La solución que nos daba nuestro abuelo era que se había disparado a una liebre que estaba preñada y, por tanto, matando a la liebre también se mataba al feto. Y todo, por lo dicho, se comía. Aquí nuestra aversión. Pero aparte de lo enigmático de la segunda frase, refiriéndose a esa "carne asada" no criada ni en la tierra ni en el cielo, lo que mucho nos ha inquietado siempre de la adivinanza que nos decía nuestro abuelo es la primera proposición, porque revela lo incontrolable. Y lo que no podemos controlar, aquello que vivimos como líquido que se nos escapa de las manos, ligero por entre los dedos sin poder asirlo, nos inquieta. Nos agobia el conocer que más allá de las acciones que hacemos buscando un resultado concreto, el que perseguíamos, puedan sobrevenir otras consecuencias sin quererlas y de las que, incluso, podemos no tener conciencia de haberlas provocado. Y para más inri ser éstas terribles.

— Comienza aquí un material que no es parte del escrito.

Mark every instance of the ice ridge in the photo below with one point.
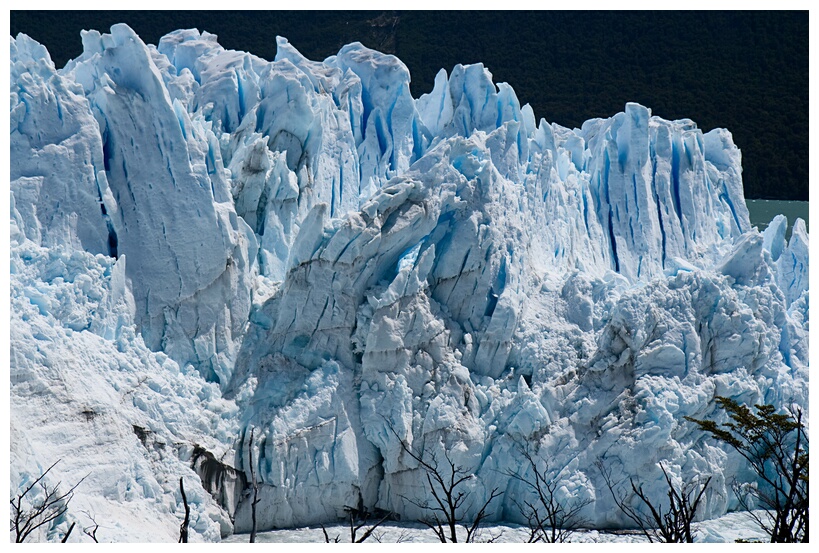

Este agobio nos pasó cuando, gracias a la película documental "La pesadilla de Darwin", descubrimos el trasiego de armas en torno al comercio de la perca del Nilo que comprábamos en el supermercado y los propios efectos negativos de la perca en el Lago Victoria. Ya lo contamos más o menos cuando en Villena.net escribíamos "Desde la Ocarasa". Uno se sienta en la mesa –vino blanco y manteles limpios, cubiertos apropiados, gotas de limón...– y el ñam-ñam no se interrumpe pensando que cada bocado puede equivaler a muchos muertos, que cada bocado puede ser producto de muchas tragedias.

Hemos dejado la faena organizada, hemos cumplido con responsabilidad en el trabajo y sabemos –Dios mediante– lo que nos va a ocupar la tarde. Y más: Ya miércoles, también hemos llamado a algunos amigos para vernos el viernes por la noche. Todo atado. Pero se nos va, sin saberlo, siempre algo. Siempre hay algo que se nos va. Siempre hay algo que no controlamos. Y muchas veces, sin saberlo, eso que no controlamos es la muerte. La nuestra o la de los demás. Luego, un día que nos hemos despertado solidarios, nos golpean ciertas cifras que nos aturden. Pero como lo que no vemos no nos duele, mejor no ver. Mejor no saber.

En el dicho de la supuesta liebre, lo que no vemos estaba también ahí, dentro de la liebre. Una liebre que corría y que tras el disparo certero ya no puede correr. Al morir la liebre, lo que la liebre llevaba dentro, diminuto, también ha muerto. De haberlo sabido... A lo mejor... A lo mejor hubiéramos evitado el disparo. A lo mejor no hubiéramos disparado si hubiéramos sabido que estaba allí una parte de este todo que por el disparo puntero muere. —Fue sin querer —podríamos decir—. Una lástima. Lo sentimos mucho. Fue un accidente. Un gazapo.